5th Annual
Conference
Mathematical Methods in Counterterrorism
Abstracts
Algorithmic Prediction of Terrorism Surges: Non-linear dynamics approach
Vladimir Keilis-Borok
Institute of Geophysics and Planetary Physics and Department of Earth and Space Science
University of California, Los Angeles
Abstract:
Surges of terrorism are explored as rare extreme events (critical phenomena) in a
hierarchical complex system.

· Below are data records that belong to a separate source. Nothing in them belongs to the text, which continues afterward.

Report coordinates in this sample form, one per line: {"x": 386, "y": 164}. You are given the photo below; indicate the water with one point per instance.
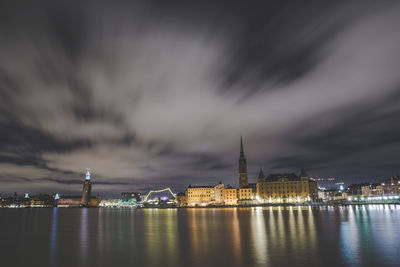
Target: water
{"x": 285, "y": 236}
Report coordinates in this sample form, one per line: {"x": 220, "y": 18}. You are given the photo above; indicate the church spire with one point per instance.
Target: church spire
{"x": 241, "y": 147}
{"x": 261, "y": 173}
{"x": 243, "y": 180}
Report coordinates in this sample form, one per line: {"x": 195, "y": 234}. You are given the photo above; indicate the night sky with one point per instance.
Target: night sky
{"x": 151, "y": 94}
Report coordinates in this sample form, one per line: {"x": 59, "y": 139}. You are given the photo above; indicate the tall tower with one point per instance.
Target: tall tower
{"x": 87, "y": 189}
{"x": 243, "y": 180}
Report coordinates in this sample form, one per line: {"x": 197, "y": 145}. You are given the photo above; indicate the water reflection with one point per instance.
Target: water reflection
{"x": 53, "y": 238}
{"x": 259, "y": 235}
{"x": 269, "y": 236}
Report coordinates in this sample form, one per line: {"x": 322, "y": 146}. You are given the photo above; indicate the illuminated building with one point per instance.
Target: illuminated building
{"x": 85, "y": 200}
{"x": 391, "y": 186}
{"x": 243, "y": 179}
{"x": 87, "y": 190}
{"x": 219, "y": 193}
{"x": 181, "y": 199}
{"x": 230, "y": 196}
{"x": 131, "y": 197}
{"x": 245, "y": 193}
{"x": 200, "y": 195}
{"x": 286, "y": 188}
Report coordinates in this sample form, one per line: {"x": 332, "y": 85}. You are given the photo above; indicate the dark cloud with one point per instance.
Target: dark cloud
{"x": 153, "y": 94}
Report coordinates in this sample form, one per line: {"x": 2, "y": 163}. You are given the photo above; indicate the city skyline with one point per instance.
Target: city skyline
{"x": 149, "y": 95}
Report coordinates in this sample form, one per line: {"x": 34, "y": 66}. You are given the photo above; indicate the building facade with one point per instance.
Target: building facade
{"x": 200, "y": 195}
{"x": 131, "y": 197}
{"x": 230, "y": 196}
{"x": 286, "y": 188}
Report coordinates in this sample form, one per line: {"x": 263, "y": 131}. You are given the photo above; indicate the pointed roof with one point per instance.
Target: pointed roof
{"x": 241, "y": 147}
{"x": 261, "y": 174}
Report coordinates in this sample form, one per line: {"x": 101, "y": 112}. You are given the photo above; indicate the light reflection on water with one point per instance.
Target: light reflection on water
{"x": 269, "y": 236}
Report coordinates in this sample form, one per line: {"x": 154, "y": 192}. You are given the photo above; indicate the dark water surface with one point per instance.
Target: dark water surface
{"x": 285, "y": 236}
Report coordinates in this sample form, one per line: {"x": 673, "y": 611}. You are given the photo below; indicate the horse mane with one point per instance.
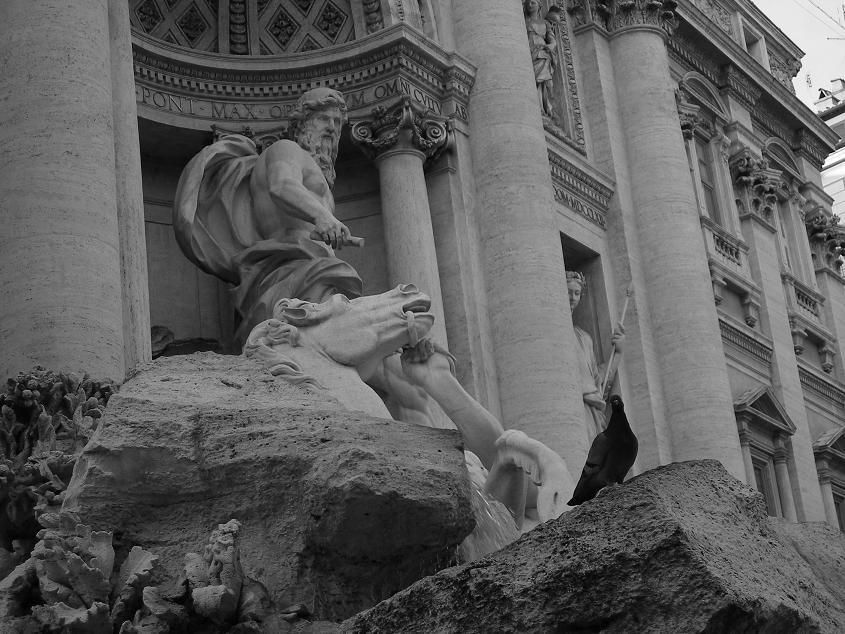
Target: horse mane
{"x": 266, "y": 341}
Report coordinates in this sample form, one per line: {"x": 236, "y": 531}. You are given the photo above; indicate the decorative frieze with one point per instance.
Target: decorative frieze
{"x": 569, "y": 126}
{"x": 738, "y": 85}
{"x": 579, "y": 191}
{"x": 399, "y": 63}
{"x": 784, "y": 69}
{"x": 404, "y": 124}
{"x": 373, "y": 16}
{"x": 717, "y": 13}
{"x": 808, "y": 145}
{"x": 684, "y": 51}
{"x": 614, "y": 15}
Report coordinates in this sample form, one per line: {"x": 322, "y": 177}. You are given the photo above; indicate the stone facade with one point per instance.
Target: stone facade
{"x": 678, "y": 163}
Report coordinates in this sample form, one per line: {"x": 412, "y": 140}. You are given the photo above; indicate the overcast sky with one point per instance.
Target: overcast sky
{"x": 809, "y": 23}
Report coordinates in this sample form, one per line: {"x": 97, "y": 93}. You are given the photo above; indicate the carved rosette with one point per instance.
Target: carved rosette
{"x": 406, "y": 125}
{"x": 615, "y": 15}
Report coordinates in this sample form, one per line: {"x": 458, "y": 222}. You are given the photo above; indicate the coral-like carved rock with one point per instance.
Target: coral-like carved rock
{"x": 45, "y": 420}
{"x": 217, "y": 588}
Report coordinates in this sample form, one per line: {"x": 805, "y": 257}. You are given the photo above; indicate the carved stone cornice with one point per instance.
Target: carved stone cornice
{"x": 616, "y": 15}
{"x": 403, "y": 126}
{"x": 737, "y": 84}
{"x": 579, "y": 191}
{"x": 749, "y": 344}
{"x": 824, "y": 386}
{"x": 193, "y": 89}
{"x": 808, "y": 146}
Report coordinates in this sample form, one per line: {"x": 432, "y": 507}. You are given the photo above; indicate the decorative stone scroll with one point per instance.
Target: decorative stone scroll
{"x": 827, "y": 240}
{"x": 405, "y": 123}
{"x": 760, "y": 186}
{"x": 614, "y": 15}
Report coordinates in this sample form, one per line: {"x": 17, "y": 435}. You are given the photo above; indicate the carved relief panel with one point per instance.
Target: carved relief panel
{"x": 259, "y": 27}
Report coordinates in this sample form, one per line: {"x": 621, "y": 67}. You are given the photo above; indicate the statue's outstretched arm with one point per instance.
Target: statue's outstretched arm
{"x": 285, "y": 182}
{"x": 432, "y": 371}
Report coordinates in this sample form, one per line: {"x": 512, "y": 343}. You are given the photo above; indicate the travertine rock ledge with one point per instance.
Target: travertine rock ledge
{"x": 339, "y": 509}
{"x": 682, "y": 548}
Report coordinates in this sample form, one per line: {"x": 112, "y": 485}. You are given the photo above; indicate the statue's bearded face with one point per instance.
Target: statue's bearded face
{"x": 319, "y": 135}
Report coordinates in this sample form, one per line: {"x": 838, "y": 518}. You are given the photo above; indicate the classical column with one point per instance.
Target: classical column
{"x": 60, "y": 270}
{"x": 130, "y": 195}
{"x": 827, "y": 493}
{"x": 674, "y": 262}
{"x": 533, "y": 339}
{"x": 787, "y": 503}
{"x": 400, "y": 140}
{"x": 745, "y": 447}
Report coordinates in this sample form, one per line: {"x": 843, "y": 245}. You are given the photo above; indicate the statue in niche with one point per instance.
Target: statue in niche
{"x": 590, "y": 372}
{"x": 543, "y": 45}
{"x": 247, "y": 218}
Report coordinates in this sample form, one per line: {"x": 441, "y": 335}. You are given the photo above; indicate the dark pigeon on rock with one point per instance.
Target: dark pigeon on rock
{"x": 611, "y": 455}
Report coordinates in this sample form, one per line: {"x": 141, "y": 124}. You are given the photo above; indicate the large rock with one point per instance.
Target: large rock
{"x": 682, "y": 548}
{"x": 339, "y": 509}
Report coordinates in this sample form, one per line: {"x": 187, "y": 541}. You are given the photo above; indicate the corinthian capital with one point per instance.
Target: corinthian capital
{"x": 615, "y": 15}
{"x": 404, "y": 126}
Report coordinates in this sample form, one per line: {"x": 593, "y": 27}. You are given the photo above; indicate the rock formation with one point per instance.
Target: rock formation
{"x": 339, "y": 509}
{"x": 682, "y": 548}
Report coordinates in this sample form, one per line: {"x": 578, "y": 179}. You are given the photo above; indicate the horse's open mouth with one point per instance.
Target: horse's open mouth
{"x": 418, "y": 320}
{"x": 417, "y": 306}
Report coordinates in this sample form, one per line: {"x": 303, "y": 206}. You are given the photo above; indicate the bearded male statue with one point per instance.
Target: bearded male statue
{"x": 247, "y": 218}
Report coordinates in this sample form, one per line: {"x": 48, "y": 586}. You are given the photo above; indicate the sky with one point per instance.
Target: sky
{"x": 811, "y": 24}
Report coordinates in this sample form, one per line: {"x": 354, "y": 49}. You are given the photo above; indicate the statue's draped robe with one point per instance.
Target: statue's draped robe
{"x": 590, "y": 377}
{"x": 217, "y": 229}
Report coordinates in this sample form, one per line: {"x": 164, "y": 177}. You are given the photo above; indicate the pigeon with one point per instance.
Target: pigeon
{"x": 611, "y": 455}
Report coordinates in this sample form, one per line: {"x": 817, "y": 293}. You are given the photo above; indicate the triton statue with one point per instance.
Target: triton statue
{"x": 247, "y": 218}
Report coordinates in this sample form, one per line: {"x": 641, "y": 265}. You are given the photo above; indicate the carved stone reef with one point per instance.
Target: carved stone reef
{"x": 681, "y": 548}
{"x": 338, "y": 509}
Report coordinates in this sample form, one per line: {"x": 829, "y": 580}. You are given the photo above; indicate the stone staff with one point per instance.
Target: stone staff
{"x": 606, "y": 383}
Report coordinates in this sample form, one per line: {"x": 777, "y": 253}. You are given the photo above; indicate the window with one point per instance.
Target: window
{"x": 839, "y": 504}
{"x": 707, "y": 179}
{"x": 767, "y": 484}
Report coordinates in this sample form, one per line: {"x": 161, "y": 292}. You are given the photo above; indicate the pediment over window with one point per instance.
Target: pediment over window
{"x": 698, "y": 87}
{"x": 761, "y": 405}
{"x": 832, "y": 443}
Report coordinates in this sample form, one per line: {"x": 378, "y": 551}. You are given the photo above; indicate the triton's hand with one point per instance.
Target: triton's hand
{"x": 618, "y": 337}
{"x": 331, "y": 231}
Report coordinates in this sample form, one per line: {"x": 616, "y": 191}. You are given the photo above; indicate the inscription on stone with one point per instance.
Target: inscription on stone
{"x": 261, "y": 111}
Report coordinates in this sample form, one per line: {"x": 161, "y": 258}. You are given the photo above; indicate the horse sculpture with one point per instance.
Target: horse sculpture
{"x": 339, "y": 344}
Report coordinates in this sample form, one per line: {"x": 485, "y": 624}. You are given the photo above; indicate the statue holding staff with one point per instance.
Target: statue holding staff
{"x": 594, "y": 378}
{"x": 265, "y": 222}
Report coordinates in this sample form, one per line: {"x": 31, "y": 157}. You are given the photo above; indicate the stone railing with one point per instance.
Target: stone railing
{"x": 727, "y": 249}
{"x": 824, "y": 386}
{"x": 750, "y": 345}
{"x": 802, "y": 299}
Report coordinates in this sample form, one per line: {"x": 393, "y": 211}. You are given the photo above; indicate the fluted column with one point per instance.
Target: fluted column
{"x": 533, "y": 339}
{"x": 60, "y": 271}
{"x": 745, "y": 447}
{"x": 137, "y": 344}
{"x": 674, "y": 262}
{"x": 823, "y": 470}
{"x": 400, "y": 140}
{"x": 787, "y": 502}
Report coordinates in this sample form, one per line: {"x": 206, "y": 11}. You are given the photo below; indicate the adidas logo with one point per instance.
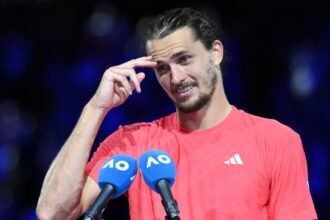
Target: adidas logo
{"x": 236, "y": 159}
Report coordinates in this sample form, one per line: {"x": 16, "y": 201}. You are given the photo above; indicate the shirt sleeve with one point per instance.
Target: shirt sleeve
{"x": 290, "y": 197}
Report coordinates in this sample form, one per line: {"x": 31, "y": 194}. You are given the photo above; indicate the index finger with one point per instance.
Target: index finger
{"x": 140, "y": 62}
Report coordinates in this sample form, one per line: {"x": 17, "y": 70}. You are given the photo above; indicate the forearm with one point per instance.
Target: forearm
{"x": 64, "y": 181}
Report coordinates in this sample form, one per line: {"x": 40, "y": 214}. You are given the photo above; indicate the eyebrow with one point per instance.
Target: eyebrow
{"x": 175, "y": 55}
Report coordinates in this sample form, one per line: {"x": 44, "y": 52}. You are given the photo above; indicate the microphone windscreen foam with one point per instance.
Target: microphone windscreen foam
{"x": 156, "y": 165}
{"x": 119, "y": 171}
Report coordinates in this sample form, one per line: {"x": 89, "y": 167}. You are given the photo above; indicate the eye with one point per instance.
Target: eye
{"x": 162, "y": 69}
{"x": 184, "y": 59}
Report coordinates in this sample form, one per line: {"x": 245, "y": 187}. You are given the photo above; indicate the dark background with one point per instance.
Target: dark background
{"x": 53, "y": 54}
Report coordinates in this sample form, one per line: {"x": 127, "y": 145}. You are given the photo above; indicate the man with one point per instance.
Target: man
{"x": 230, "y": 164}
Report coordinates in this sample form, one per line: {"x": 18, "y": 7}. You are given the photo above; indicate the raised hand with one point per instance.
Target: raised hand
{"x": 118, "y": 82}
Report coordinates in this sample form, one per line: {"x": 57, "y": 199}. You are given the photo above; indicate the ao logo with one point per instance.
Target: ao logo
{"x": 162, "y": 158}
{"x": 120, "y": 165}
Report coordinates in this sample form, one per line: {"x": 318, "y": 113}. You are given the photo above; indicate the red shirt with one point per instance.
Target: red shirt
{"x": 246, "y": 167}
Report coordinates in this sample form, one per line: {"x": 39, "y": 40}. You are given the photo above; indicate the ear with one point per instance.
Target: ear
{"x": 217, "y": 52}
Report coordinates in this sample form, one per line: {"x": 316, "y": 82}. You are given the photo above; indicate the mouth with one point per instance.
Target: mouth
{"x": 183, "y": 91}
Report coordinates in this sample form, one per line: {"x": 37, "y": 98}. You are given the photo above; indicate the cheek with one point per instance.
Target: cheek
{"x": 164, "y": 81}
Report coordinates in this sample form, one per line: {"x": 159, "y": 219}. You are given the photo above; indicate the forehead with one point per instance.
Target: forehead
{"x": 180, "y": 40}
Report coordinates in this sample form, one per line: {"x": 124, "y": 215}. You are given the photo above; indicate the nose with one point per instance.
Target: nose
{"x": 177, "y": 75}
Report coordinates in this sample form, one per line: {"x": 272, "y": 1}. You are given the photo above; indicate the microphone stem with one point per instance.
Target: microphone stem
{"x": 169, "y": 203}
{"x": 95, "y": 211}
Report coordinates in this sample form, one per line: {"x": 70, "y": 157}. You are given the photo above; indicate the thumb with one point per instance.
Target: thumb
{"x": 140, "y": 76}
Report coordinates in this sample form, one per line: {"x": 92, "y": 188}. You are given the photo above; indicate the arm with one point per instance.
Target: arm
{"x": 66, "y": 191}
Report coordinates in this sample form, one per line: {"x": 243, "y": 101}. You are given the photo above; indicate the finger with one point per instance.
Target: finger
{"x": 129, "y": 72}
{"x": 120, "y": 79}
{"x": 121, "y": 92}
{"x": 139, "y": 77}
{"x": 146, "y": 62}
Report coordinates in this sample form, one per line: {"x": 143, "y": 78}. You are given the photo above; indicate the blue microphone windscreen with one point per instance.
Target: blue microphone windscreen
{"x": 119, "y": 171}
{"x": 156, "y": 165}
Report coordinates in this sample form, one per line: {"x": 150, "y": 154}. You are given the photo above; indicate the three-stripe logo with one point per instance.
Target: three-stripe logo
{"x": 235, "y": 160}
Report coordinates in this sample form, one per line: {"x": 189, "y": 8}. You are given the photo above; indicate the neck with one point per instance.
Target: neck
{"x": 210, "y": 115}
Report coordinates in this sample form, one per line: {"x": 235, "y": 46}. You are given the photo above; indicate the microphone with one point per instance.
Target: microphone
{"x": 115, "y": 177}
{"x": 158, "y": 171}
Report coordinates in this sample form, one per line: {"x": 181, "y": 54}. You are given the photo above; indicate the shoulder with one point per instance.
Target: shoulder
{"x": 266, "y": 127}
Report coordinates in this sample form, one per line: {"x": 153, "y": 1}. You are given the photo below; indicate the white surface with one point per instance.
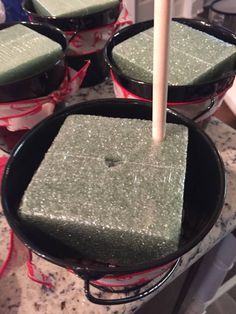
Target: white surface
{"x": 230, "y": 98}
{"x": 142, "y": 10}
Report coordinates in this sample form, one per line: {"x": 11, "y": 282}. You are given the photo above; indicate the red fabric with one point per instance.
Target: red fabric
{"x": 3, "y": 162}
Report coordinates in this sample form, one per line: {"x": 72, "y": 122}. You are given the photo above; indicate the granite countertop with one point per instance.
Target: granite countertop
{"x": 20, "y": 295}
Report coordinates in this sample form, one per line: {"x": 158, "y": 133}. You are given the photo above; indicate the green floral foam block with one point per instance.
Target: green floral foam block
{"x": 24, "y": 52}
{"x": 106, "y": 192}
{"x": 65, "y": 8}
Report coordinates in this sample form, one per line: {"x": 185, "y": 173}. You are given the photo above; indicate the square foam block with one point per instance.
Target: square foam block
{"x": 195, "y": 56}
{"x": 24, "y": 52}
{"x": 106, "y": 192}
{"x": 65, "y": 8}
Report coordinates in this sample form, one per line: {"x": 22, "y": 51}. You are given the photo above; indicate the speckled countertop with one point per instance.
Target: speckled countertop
{"x": 20, "y": 295}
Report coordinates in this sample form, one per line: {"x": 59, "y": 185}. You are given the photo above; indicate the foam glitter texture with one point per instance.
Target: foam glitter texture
{"x": 105, "y": 191}
{"x": 24, "y": 52}
{"x": 65, "y": 8}
{"x": 195, "y": 56}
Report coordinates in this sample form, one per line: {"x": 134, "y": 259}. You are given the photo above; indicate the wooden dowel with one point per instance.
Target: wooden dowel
{"x": 162, "y": 19}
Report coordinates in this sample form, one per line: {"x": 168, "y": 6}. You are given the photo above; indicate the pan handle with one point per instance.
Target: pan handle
{"x": 210, "y": 106}
{"x": 139, "y": 296}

Prediction is based on the system's background activity: we
detect there premonitory patterns that emerge more frequently, as an extreme event
approaches. Such patterns might be either perpetrators contributing to preparation of an
extreme event, or witnesses merely signaling that the system has become unstable, ripe
for such an event. Predictions are formulated by a discrete sequence of alarms, each
indicating time interval, area, and magnitude range of a future extreme event. Methodology
integrates modeling of statistical mechanics kind and pattern recognition of infrequent
events, developed by the artificial intelligence school of I. Gelfand. Pilot analysis of
real data on terrorism in Israel, Pakistan, Russia, Turkey, and Spain suggests common types
of self-adjusting premonitory patterns, previously found also before other extreme events.
These patterns can be used also in combination with other prediction methods.
Inevitably for complex systems expected accuracy of predictions is limited. Theory of
decision-making is applied to choose optimal counterterrorism preparedness measures,
undertaken in response to prediction.